His reasons are set out in paragraphs 49 to 59.
" ... as I have said more than once, must seek to interpret fairly the decision letter. However, taking the decision letter as a whole, it does seem to me that the inspector regarded Mrs Davies's personal circumstances as matters that were not capable of overriding planning policy. When she writes, 'I can give them little weight', one asks what she means. It seems to me that in context the most likely construal is that she felt unable to attribute to them sufficient weight to override considerations of planning policy. That is why she identifies policy in paragraph 2 of her decision letter. That is why at the conclusion of paragraph 11 she says that she finds no planning policy reasons to insist on the farmhouse being occupied by the tenant or his family, and that is why even though it might be said that she purports to take personal circumstances into account, and that she says only that they 'largely' concern the relationship between the tenant and landlord, she appears to conclude that in the absence of a planning policy that supports the continued occupation of farmhouse by the Davies family, the personal circumstances prevail. In my judgment, the inspector's approach was akin to that of the legal adviser in the Adams case, who accepted in terms that the factors were material but erred in thinking them incapable of outweighing an applicable policy."

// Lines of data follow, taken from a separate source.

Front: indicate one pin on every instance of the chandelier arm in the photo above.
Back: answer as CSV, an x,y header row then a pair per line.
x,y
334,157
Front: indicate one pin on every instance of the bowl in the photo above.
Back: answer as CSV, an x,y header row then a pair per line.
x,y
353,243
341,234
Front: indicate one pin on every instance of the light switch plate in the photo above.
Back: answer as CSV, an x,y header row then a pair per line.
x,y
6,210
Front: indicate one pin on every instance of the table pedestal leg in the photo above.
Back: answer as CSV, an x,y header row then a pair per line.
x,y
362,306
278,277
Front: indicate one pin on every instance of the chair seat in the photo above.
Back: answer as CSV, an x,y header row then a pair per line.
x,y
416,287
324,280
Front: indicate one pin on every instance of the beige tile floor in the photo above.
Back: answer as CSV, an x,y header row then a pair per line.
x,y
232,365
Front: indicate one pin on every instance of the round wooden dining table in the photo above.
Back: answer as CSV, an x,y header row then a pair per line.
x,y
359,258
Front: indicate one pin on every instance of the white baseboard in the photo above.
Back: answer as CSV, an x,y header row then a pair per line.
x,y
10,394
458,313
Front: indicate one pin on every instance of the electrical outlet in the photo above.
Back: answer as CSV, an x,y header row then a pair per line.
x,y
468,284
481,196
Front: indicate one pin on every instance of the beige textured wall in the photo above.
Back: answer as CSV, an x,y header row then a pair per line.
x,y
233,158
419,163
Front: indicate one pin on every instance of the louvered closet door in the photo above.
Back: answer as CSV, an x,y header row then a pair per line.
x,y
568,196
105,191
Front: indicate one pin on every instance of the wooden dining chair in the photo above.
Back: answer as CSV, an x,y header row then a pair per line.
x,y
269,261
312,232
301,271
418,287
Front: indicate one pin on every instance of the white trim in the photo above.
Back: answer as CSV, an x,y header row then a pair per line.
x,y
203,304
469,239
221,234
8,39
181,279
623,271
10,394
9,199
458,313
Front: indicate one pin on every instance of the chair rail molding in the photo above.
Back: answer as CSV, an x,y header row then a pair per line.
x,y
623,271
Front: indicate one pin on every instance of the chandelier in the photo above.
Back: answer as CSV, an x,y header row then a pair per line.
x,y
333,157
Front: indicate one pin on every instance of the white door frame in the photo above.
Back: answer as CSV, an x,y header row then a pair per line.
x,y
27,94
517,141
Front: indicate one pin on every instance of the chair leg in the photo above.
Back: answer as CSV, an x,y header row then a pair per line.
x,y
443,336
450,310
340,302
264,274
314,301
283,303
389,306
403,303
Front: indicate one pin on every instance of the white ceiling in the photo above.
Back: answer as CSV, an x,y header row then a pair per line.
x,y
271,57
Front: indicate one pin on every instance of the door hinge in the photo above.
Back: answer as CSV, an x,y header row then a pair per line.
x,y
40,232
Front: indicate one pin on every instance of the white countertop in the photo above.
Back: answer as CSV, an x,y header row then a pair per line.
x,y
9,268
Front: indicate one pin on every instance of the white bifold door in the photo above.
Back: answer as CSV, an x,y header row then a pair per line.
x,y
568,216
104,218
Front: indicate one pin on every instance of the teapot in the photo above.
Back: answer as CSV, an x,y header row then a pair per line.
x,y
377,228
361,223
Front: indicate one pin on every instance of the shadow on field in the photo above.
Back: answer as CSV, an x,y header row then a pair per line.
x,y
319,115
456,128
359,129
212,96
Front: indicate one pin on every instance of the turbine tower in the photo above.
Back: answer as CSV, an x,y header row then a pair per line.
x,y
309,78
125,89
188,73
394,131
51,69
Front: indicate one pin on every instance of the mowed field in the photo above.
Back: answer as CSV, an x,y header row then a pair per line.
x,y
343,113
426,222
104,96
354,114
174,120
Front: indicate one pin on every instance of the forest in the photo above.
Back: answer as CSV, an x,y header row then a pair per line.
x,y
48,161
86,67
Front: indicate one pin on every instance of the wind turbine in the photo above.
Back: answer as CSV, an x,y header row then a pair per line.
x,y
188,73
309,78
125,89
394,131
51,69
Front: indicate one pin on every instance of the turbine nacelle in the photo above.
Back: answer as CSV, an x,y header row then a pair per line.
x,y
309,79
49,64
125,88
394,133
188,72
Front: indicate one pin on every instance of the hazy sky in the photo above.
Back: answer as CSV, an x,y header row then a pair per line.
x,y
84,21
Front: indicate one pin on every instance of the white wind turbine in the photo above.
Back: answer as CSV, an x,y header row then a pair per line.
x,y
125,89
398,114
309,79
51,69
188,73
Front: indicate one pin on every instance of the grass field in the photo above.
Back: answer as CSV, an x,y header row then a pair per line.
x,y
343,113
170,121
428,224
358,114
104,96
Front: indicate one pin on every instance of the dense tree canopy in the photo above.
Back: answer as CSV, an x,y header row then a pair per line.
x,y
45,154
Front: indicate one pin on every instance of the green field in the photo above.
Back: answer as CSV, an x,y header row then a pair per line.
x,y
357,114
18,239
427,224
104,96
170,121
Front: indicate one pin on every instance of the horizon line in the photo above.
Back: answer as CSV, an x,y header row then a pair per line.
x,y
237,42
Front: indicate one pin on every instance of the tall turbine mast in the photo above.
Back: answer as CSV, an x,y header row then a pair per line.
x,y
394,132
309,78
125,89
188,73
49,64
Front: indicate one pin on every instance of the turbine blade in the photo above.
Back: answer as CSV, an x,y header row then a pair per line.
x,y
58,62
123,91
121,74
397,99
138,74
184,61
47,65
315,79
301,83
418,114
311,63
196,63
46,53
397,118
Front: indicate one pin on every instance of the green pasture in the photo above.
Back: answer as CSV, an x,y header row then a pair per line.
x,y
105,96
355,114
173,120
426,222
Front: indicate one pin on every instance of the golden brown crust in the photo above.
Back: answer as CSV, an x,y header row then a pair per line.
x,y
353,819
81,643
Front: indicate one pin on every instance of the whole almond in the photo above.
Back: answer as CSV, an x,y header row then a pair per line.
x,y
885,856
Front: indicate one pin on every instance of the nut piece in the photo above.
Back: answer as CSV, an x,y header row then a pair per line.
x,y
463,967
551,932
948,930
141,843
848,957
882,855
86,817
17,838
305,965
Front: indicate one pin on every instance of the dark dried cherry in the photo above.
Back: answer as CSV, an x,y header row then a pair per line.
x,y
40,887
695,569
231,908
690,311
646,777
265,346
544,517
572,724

"This passage is under the heading of 'Unilateral undertaking' and is clearly a refusal to require the imposition of an obligation pursuant to clause 5.3 of the deed dated 27 July 2012, namely to give a right for life to Mrs Davies. The wording of paragraph 17 tends to confirm that the inspector's earlier discussion, which premised upon the supposition that the existence of planning policies supportive of the appeal meant that it was planning policy alone that could make Mrs Davies's personal circumstances a ground potentially sufficient to refuse planning permission."
"... the complete abdication of the exercise of judgment and discretion on the question of whether or not in the circumstances it was appropriate to improve an obligation pursuant to clause 5.3 of the deed. The inspector deals with that, so far as she does deal with it, purely and simply on the basis of planning policy. At this stage of her reasoning she does not advert to non policy based considerations of personal circumstances at all. I think that that reflects the underlying way in which she approached the matter, notwithstanding that certain phrases such as 'I have taken these concerns into account' can be used to argue to the contrary."
"If one stands back from the decision and looks at it in the round for a moment, there is nothing at all in the decision letter that shows that the inspector understood that the fact that Mrs Davies had lived in the farmhouse for 60 years was itself, and in the absence of a specific planning policy, a factor that she could consider capable of overriding policy considerations."
"Nonetheless, this matter and others related to possession are most appropriately dealt with through the tenancy agreements and legislation and I can find no planning policy reasons to insist upon the farmhouse being occupied by the tenant or his family."
And then at paragraph 17, when she repeated that it was not necessary in planning policy terms for the tenant's mother to continue to live at the farmhouse. She then said:
"This does not undermine, however, any rights or protection that the family might have as part of their tenancy agreement or under other legislation."